J. Med. Chem, publish; Experimental Validation of Predictive Models in a Series of Novel Antimalarials.
With hit identification and lead optimisation being key steps in the development of any new drug, the continued advancements in machine learning and artificial intelligence approaches possess significant promise to streamline this process, which would result in more efficient medicinal chemistry campaigns.
Edwin G. Tse, Laksh Aithani, Mark Anderson, Jonathan Cardoso-Silva, Giovanni Cincilla, Gareth J. Conduit, Mykola Galushka, Davy Guan, Irene Hallyburton, Benedict W. J. Irwin, Kiaran Kirk, Adele M. Lehane, Julia C. R. Lindblom, Raymond Lui, Slade Matthews, James McCulloch, Alice Motion, Ho Leung Ng, Mario Öeren, Murray N. Robertson, Vito Spadavecchio, Vasileios A. Tatsis, Willem P. van Hoorn, Alexander D. Wade, Thomas M. Whitehead, Paul Willis, and Matthew H. Todd*
Abstract – The Open Source Malaria (OSM) consortium is developing compounds that kill the human malaria parasite, Plasmodium falciparum, by targeting PfATP4, an essential ion pump on the parasite surface. The structure of PfATP4 has not been determined. Here, we describe a public competition created to develop a predictive model for the identification of PfATP4 inhibitors, thereby reducing project costs associated with the synthesis of inactive compounds. Competition participants could see all entries as they were submitted. In the final round, featuring private sector entrants specializing in machine learning methods, the best-performing models were used to predict novel inhibitors, of which several were synthesized and evaluated against the parasite. Half possessed biological activity, with one featuring a motif that the human chemists familiar with this series would have dismissed as “ill-advised”. Since all data and participant interactions remain in the public domain, this research project “lives” and may be improved by others.

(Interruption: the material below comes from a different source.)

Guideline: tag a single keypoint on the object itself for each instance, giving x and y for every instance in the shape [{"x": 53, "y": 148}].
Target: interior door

Introduction – Efficiency in the early stages of the drug discovery pipeline, from hit identification to lead optimization, is key to the development of new drugs. The initial identification of a hit compound is typically carried out using one of two approaches. In target-based drug discovery, the molecular target of interest is known. (1) With this knowledge, libraries containing many compounds are screened (experimentally or computationally) against the known target to identify promising candidates or chemical scaffolds for further development. Through testing these chemicals, the key binding interactions may be identified and more directed structure–activity relationship (SAR) studies can be conducted to optimize activity.

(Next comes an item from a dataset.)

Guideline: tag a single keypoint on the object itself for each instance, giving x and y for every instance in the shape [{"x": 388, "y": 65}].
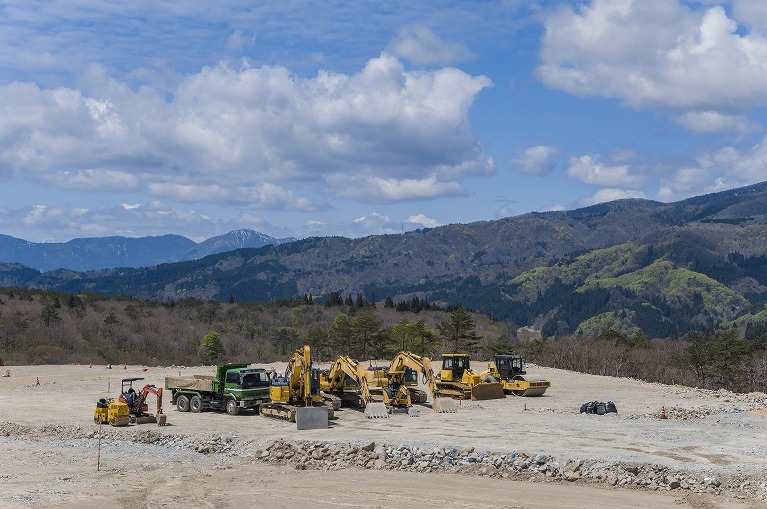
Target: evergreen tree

Alternatively, if the biological target is not known, phenotypic drug discovery may be undertaken. (2) This process involves the initial identification of potent compounds that give rise to the desired effect (e.g., inhibition of cell growth), with target determination performed thereafter. The lead-optimization phase in this type of drug discovery is less streamlined than that in the former method as it is conducted without guidance from target binding interactions and often relies upon the intuition of the medicinal chemist to design and synthesize compounds to explore the SAR. There are a number of obvious limitations to this approach, including the personal bias/imagination of the scientist or the availability/cost of resources. As a result, good hypotheses or key insights may be overlooked, which can lengthen the time taken to identify a lead candidate and increase costs associated with synthesizing complex molecules that are later revealed to be inactive. Nevertheless, the advantage of phenotypic drug discovery, which underpins its popularity, is that hit or lead compounds are already known to be effective in their overall role (e.g., the killing of a pathogen).